O apartamento frente para o poente. O prédio em pastilhas marrom escuro. No morro defronte o candomblé do Ogunjá. Neste toda sexta-feira se batia tambor. E os cantos do povo de santo. ACM era amigo da casa e semanalmente ia por lá. Início da Avenida asfaltada. Aquela poeira escura e fina a tudo . Aquele calor básico. Três valentes ventiladores de teto. Sem ar co.ndicionado. Nenhum móvel na casa. Telefone ao chão. Sem geladeira. Fogareiro de duas bocas da famosa marca Jacaré.
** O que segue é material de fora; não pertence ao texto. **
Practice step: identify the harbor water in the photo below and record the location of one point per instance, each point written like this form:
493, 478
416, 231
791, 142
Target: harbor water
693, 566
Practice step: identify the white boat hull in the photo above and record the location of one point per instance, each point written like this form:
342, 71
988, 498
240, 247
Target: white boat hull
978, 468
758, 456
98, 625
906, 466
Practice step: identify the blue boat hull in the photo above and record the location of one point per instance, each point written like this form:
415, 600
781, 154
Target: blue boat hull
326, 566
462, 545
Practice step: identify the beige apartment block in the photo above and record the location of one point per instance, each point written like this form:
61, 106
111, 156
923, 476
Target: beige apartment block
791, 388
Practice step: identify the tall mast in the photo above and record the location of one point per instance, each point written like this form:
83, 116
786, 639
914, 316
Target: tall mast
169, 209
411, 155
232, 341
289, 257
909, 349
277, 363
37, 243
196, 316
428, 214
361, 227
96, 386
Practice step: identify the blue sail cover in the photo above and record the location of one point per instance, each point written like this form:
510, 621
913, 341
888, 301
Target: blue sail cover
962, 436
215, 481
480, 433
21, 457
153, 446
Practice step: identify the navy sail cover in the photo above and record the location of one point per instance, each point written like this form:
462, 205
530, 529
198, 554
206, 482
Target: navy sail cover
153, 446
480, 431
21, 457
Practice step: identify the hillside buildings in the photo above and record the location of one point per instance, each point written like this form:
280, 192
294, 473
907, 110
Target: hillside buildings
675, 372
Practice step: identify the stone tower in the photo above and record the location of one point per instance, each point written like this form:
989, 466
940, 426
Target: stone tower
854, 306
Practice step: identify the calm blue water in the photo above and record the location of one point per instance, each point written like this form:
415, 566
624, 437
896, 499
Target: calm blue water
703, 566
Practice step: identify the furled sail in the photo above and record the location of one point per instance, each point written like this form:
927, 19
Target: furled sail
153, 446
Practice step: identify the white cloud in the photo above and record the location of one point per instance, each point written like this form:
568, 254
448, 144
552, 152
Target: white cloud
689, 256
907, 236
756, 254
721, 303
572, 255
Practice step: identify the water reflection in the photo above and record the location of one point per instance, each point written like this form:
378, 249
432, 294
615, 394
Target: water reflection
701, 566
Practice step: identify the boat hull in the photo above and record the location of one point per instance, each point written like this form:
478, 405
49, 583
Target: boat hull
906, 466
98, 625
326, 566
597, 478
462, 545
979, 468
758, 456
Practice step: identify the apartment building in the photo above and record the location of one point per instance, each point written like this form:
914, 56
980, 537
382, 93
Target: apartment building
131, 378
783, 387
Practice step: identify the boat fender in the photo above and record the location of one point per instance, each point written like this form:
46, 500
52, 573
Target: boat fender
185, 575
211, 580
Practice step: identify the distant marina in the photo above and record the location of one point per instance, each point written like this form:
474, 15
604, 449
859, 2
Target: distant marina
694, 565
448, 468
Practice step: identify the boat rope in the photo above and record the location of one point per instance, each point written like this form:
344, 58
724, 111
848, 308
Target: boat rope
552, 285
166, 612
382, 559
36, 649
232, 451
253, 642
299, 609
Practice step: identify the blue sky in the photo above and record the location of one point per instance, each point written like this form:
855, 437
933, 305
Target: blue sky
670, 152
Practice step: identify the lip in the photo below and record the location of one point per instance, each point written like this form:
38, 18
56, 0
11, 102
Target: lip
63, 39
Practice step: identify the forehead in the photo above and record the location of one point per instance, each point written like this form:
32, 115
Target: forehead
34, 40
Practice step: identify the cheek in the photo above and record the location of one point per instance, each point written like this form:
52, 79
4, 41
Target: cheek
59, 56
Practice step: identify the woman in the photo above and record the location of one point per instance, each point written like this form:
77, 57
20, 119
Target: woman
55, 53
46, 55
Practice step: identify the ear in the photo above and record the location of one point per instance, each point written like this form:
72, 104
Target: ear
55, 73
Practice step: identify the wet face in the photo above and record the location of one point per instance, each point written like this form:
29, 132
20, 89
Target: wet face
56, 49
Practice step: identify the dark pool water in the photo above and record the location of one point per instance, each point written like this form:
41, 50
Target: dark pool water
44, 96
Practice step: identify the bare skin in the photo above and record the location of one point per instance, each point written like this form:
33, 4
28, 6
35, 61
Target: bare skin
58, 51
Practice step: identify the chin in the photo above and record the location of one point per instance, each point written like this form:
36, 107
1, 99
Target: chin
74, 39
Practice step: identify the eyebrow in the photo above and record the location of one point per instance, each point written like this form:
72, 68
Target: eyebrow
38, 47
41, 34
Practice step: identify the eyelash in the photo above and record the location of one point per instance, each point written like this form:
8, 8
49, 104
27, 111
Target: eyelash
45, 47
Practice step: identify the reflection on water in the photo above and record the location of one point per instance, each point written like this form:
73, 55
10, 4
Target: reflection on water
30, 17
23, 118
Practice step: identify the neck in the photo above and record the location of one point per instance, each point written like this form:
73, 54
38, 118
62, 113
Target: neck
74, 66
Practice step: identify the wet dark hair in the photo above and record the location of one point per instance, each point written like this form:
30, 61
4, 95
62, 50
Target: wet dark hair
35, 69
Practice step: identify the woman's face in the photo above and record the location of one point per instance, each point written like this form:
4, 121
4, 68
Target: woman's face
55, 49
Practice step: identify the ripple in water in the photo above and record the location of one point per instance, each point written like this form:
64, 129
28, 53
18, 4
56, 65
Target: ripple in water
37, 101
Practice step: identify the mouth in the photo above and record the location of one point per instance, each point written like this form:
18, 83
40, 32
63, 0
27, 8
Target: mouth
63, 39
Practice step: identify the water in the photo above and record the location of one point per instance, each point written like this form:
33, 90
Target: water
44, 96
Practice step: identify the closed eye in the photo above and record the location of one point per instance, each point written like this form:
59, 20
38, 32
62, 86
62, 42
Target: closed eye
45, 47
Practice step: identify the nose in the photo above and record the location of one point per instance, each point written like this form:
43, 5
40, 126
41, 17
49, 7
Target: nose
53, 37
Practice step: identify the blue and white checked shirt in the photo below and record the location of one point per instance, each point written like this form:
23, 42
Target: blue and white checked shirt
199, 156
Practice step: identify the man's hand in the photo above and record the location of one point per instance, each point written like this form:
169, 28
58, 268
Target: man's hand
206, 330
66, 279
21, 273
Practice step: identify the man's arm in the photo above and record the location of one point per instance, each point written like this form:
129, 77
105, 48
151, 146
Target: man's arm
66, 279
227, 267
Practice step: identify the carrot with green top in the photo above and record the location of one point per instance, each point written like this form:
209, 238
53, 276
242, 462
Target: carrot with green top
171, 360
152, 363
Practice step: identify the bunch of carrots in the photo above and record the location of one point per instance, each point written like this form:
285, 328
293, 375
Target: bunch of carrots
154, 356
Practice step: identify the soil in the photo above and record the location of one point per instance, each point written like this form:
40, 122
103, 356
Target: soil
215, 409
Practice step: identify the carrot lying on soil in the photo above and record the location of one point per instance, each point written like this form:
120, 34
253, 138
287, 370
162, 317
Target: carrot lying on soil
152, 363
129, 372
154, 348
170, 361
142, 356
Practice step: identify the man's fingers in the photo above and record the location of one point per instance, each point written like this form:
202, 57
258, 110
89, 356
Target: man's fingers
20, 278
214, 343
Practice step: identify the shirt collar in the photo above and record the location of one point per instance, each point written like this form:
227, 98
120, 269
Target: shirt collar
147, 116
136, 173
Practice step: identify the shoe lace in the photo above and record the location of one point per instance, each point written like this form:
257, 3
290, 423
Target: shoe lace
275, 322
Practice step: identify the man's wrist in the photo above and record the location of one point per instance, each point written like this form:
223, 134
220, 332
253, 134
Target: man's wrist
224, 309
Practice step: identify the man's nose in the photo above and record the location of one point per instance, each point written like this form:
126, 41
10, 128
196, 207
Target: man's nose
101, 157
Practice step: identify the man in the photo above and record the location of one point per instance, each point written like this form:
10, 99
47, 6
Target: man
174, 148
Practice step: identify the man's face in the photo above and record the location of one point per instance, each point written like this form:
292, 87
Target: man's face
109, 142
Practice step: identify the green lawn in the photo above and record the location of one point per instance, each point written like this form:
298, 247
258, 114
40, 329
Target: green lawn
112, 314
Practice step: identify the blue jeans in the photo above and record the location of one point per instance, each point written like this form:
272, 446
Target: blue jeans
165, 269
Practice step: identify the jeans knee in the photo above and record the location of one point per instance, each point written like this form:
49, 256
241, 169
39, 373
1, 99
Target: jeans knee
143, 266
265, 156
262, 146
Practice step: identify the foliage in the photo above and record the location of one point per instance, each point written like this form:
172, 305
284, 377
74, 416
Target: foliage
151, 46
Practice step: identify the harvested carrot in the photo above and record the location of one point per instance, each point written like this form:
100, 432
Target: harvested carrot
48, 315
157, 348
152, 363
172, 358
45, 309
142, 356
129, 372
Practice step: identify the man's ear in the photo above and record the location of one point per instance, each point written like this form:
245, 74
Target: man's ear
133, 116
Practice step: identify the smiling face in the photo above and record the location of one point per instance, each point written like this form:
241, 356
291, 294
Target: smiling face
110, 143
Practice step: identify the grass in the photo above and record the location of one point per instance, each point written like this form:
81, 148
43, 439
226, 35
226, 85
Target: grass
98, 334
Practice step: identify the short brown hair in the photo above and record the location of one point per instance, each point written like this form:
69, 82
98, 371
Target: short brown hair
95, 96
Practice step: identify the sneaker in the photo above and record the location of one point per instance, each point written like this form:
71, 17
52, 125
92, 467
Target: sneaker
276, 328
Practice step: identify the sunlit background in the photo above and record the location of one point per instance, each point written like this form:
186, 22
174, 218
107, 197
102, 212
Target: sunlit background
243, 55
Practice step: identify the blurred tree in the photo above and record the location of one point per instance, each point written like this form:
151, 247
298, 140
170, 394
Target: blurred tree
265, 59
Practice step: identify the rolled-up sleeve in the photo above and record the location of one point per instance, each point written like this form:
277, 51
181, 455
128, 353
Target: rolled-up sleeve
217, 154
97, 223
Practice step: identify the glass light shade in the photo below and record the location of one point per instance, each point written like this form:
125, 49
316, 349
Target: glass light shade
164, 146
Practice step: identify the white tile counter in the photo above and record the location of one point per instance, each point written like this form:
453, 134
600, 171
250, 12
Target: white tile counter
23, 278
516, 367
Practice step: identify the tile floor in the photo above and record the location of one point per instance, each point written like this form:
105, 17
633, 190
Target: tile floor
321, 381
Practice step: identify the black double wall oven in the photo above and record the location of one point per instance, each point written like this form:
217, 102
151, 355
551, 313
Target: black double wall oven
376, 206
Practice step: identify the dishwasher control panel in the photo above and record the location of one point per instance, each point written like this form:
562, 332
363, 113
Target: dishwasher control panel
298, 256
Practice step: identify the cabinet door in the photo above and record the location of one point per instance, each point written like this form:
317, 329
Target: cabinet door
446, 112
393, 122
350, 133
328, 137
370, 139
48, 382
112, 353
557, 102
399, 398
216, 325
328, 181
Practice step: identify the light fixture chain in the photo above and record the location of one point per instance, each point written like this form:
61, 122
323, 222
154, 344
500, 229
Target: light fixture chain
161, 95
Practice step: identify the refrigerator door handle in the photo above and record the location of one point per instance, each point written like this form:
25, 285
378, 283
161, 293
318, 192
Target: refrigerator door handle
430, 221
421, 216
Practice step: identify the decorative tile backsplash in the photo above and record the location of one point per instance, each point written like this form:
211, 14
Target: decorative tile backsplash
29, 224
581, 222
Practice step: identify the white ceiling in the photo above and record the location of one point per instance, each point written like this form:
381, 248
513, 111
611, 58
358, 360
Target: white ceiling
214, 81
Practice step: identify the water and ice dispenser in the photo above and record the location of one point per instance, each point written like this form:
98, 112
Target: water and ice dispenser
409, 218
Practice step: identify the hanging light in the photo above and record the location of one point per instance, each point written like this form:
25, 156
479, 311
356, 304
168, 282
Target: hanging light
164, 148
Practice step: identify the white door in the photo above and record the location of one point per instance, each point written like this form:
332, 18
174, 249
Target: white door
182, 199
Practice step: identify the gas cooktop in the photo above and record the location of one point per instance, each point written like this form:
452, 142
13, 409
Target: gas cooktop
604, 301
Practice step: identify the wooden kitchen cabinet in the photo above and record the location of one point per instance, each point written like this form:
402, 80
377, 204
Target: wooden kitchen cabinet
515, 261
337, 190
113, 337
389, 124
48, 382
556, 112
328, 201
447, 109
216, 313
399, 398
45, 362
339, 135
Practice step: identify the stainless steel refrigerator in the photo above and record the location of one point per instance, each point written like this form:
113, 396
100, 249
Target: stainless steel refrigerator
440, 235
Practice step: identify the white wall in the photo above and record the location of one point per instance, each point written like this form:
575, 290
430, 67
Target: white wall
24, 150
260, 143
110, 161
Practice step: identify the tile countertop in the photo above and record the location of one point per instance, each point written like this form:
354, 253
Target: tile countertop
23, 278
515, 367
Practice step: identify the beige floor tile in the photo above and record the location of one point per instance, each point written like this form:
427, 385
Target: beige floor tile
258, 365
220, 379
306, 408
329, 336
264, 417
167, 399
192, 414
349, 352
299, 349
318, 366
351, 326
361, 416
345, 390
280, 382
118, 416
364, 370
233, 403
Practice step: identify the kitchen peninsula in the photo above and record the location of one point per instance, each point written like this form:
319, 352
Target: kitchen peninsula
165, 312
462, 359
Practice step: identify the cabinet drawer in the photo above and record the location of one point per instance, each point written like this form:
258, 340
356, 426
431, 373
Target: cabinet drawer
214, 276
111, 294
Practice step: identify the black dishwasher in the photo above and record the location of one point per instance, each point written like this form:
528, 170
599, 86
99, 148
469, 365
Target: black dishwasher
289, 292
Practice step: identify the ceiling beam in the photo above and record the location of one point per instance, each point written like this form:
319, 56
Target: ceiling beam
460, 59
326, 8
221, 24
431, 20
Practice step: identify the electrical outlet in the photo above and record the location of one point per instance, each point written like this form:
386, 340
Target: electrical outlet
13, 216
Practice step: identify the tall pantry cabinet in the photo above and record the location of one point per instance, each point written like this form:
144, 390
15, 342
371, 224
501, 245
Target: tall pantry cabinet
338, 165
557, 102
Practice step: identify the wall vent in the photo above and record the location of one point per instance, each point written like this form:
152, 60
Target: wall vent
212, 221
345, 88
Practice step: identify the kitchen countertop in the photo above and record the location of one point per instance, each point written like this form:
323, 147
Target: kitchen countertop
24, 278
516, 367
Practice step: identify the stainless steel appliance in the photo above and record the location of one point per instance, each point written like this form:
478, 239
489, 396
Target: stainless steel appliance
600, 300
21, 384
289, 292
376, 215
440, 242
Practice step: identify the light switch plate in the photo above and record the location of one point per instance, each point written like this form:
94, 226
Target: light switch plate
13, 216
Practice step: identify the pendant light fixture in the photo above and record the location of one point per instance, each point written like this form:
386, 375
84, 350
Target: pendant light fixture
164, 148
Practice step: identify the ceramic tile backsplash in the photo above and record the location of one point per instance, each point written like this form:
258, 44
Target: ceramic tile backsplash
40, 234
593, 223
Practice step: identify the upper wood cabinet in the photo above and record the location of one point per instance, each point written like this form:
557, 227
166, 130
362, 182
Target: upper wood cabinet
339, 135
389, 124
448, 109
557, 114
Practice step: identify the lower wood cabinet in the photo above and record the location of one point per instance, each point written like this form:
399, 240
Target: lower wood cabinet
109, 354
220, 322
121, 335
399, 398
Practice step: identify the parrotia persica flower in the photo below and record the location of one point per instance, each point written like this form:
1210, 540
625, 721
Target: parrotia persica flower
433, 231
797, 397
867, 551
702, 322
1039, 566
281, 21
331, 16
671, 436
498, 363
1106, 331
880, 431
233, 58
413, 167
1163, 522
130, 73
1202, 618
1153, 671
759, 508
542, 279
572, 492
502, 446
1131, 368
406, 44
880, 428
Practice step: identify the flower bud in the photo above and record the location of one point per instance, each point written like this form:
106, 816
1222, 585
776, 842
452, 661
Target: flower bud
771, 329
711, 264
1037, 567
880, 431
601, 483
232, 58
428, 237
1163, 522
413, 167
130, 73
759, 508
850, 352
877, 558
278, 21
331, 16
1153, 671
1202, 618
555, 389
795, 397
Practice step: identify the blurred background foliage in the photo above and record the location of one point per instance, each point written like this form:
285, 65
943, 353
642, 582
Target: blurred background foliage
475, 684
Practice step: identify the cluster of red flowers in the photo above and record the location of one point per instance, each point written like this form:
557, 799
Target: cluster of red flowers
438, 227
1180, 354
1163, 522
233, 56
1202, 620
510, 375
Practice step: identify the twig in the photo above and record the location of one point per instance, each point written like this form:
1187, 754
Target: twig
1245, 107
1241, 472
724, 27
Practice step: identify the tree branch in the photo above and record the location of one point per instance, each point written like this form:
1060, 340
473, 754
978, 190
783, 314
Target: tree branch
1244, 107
Um beliche. Um hack de computador. Mais nada. A proprietária era viúva do Prefeito. O locador um depenado. Ali morou dois anos com uma puta. Saiu corrida quando o concubina deu queixa dela na Polícia. Formação de quadrilha. Extorsão em andamento. O macho todas as noites lia pra ela leitura psicanalítica. A biografia de Freud por Ernst Jones. Outra escrita por Peter Gay. E grifava os pontos importantes. Um miserável. Um depenado.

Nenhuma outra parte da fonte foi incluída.